Angelo Forgione Renato Farina, co-fondatore insieme a Vittorio Feltri del quotidiano Libero, sullo stesso quotidiano ha detto la sua sul contagio da Covid-19 in Campania e sciorinato ipocrita altruismo in un articolo che mistifica e piuttosto semina astio, in perfetto stile Libero, appunto. Lo so, si tratta dell’ineffabile Libero, ma devo purtroppo occuparmene perché vengo ancora una volta chiamato in causa da Farina, (che evidentemente deve aver davvero apprezzato il mio Napoli Capitale Morale) unitamente a De Luca, De Magistris e Saviano.

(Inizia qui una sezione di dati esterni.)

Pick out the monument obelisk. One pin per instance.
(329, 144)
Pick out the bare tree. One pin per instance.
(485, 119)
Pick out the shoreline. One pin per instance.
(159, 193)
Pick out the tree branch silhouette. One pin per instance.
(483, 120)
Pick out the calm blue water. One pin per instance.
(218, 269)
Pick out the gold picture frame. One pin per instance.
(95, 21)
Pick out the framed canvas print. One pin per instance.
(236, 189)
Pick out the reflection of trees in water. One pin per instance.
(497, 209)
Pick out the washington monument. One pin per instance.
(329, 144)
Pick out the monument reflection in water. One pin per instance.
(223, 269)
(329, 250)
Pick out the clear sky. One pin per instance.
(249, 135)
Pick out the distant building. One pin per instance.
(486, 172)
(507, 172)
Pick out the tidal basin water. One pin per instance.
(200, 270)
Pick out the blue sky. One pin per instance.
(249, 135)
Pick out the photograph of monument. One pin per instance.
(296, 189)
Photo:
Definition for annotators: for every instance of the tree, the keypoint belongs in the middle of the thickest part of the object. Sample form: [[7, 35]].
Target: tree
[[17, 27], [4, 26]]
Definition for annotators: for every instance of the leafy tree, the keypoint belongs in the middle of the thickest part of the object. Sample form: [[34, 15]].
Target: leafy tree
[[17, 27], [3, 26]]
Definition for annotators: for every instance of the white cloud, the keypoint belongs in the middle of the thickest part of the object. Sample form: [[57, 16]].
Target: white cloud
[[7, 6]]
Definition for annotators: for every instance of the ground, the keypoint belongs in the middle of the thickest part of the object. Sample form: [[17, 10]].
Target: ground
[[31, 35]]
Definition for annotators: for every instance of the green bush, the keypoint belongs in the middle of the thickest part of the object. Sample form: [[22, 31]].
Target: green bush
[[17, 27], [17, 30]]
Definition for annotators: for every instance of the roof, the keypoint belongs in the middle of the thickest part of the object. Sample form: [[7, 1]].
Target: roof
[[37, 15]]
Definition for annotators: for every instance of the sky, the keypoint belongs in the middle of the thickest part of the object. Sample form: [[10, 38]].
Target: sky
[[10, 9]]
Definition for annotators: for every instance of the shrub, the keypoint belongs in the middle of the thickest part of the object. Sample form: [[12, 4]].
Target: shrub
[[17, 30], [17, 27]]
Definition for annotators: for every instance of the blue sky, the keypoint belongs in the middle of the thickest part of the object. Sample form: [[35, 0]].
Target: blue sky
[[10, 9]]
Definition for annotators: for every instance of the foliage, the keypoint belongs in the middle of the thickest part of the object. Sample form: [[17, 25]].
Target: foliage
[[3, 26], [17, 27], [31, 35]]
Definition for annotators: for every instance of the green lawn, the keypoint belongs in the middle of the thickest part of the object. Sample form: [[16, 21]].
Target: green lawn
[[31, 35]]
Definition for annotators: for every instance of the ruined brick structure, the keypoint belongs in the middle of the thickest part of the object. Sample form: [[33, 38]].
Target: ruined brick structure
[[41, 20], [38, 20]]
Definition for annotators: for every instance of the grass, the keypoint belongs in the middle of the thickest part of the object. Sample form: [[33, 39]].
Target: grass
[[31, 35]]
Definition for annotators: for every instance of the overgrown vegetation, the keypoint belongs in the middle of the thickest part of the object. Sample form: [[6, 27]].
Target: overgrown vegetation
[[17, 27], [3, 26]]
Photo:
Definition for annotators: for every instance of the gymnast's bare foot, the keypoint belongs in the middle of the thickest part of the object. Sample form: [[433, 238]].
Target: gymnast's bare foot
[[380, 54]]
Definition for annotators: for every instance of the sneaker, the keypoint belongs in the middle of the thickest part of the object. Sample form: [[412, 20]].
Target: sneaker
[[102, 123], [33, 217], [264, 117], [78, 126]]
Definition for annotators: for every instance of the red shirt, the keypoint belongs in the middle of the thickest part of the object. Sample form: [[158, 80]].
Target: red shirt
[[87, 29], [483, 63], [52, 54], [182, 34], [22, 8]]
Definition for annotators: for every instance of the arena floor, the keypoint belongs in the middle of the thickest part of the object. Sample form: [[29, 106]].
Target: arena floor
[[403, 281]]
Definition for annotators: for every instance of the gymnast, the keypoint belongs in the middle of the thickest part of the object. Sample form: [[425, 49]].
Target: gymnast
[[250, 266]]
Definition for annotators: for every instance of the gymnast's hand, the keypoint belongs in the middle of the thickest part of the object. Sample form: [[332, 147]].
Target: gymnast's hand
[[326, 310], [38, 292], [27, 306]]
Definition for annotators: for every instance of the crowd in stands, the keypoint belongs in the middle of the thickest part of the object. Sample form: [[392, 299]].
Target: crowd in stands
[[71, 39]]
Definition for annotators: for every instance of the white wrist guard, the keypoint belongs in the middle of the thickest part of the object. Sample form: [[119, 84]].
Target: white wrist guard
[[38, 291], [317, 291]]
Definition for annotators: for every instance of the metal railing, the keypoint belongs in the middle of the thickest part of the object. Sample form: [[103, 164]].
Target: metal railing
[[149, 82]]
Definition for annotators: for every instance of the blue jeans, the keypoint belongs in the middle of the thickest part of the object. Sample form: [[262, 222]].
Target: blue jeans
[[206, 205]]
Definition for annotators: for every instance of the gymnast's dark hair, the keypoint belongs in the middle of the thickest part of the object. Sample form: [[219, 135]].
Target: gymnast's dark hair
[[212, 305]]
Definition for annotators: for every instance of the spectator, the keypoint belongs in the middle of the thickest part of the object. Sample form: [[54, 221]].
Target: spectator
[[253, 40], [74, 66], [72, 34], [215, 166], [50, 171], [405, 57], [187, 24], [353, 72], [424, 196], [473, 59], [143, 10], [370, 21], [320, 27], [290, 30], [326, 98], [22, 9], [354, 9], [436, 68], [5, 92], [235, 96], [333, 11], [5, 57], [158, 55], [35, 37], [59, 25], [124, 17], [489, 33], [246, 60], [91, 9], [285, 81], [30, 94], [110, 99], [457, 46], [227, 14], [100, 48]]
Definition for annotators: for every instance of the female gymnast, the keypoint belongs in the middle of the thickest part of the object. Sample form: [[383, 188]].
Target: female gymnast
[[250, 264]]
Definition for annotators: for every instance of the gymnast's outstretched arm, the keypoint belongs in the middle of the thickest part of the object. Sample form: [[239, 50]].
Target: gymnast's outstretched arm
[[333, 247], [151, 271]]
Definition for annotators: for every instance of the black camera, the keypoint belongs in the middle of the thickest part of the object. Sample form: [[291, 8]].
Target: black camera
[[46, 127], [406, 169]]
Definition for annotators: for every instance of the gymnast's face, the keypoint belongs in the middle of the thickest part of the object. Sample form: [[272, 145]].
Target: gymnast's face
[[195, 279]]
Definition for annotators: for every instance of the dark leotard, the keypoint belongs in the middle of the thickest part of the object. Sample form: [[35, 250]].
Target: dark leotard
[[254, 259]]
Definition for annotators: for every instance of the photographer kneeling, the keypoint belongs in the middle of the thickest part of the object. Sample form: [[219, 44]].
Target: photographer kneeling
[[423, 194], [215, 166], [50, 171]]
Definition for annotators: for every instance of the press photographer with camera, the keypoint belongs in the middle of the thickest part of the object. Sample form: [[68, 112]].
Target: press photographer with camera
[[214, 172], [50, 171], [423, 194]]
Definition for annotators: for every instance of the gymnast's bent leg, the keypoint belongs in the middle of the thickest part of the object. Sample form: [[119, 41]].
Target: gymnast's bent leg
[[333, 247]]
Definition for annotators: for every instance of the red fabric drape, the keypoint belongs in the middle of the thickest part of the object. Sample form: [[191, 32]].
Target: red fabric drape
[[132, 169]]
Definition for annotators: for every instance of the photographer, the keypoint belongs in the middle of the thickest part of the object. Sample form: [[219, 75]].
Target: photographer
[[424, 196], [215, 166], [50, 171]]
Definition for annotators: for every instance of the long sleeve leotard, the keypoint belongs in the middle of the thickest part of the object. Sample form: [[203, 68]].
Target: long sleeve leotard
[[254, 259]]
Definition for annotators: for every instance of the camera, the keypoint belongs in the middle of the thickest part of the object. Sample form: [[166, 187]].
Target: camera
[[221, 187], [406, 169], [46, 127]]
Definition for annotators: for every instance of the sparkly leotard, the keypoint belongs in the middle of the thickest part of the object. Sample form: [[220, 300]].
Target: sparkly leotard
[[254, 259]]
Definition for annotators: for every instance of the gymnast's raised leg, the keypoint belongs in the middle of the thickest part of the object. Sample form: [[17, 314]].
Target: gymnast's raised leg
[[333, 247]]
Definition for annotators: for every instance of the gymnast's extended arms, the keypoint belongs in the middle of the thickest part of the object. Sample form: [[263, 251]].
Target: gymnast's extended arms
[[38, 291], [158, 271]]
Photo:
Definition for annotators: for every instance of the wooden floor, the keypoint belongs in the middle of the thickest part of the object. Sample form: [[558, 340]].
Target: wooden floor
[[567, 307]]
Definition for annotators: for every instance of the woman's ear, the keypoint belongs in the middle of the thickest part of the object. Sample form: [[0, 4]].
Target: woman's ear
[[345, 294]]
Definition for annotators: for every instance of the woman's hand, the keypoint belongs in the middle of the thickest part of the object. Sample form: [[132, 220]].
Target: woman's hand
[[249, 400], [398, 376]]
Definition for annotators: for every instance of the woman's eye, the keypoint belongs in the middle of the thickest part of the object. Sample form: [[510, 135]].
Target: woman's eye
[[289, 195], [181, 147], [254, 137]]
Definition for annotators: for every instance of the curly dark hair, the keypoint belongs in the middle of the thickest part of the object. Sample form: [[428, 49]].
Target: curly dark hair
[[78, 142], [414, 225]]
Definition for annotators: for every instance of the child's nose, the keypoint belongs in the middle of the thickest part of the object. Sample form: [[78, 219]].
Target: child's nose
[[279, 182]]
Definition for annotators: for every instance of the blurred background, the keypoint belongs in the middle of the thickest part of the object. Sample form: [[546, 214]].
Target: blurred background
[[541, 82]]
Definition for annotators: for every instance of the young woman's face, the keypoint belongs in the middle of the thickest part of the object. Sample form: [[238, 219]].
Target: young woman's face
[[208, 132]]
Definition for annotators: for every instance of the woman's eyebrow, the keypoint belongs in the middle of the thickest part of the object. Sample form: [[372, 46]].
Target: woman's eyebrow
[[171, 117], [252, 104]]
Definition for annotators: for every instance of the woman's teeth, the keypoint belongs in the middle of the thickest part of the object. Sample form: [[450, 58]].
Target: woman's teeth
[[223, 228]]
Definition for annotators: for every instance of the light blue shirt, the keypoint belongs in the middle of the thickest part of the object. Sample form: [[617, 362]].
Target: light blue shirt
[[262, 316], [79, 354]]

“La ruota gira”, recita l’occhiello del suo pezzo sul cartaceo, rispolverando il canovaccio recitato la scorsa primavera del Sud razzista verso il Nord. Nella versione online, invece, si legge di “lezione a De Luca dopo mesi di sfottò”.

L’occasione per mostrare falsa solidarietà è la disponibilità offerta dal governatore Attilio Fontana a concedere il nuovo ospedale Covid della Fiera di Milano ai malati napoletani, fatto oggettivamente apprezzabile quanto lo è stato l’aiuto delle strutture del Sud, nei limiti delle proprie possibilità, ai malati del Nord quando questo era in ginocchio. Magari si capisse che è il tendersi la mano a vicenda che unisce, ma è chimera in un Paese diviso da sempre.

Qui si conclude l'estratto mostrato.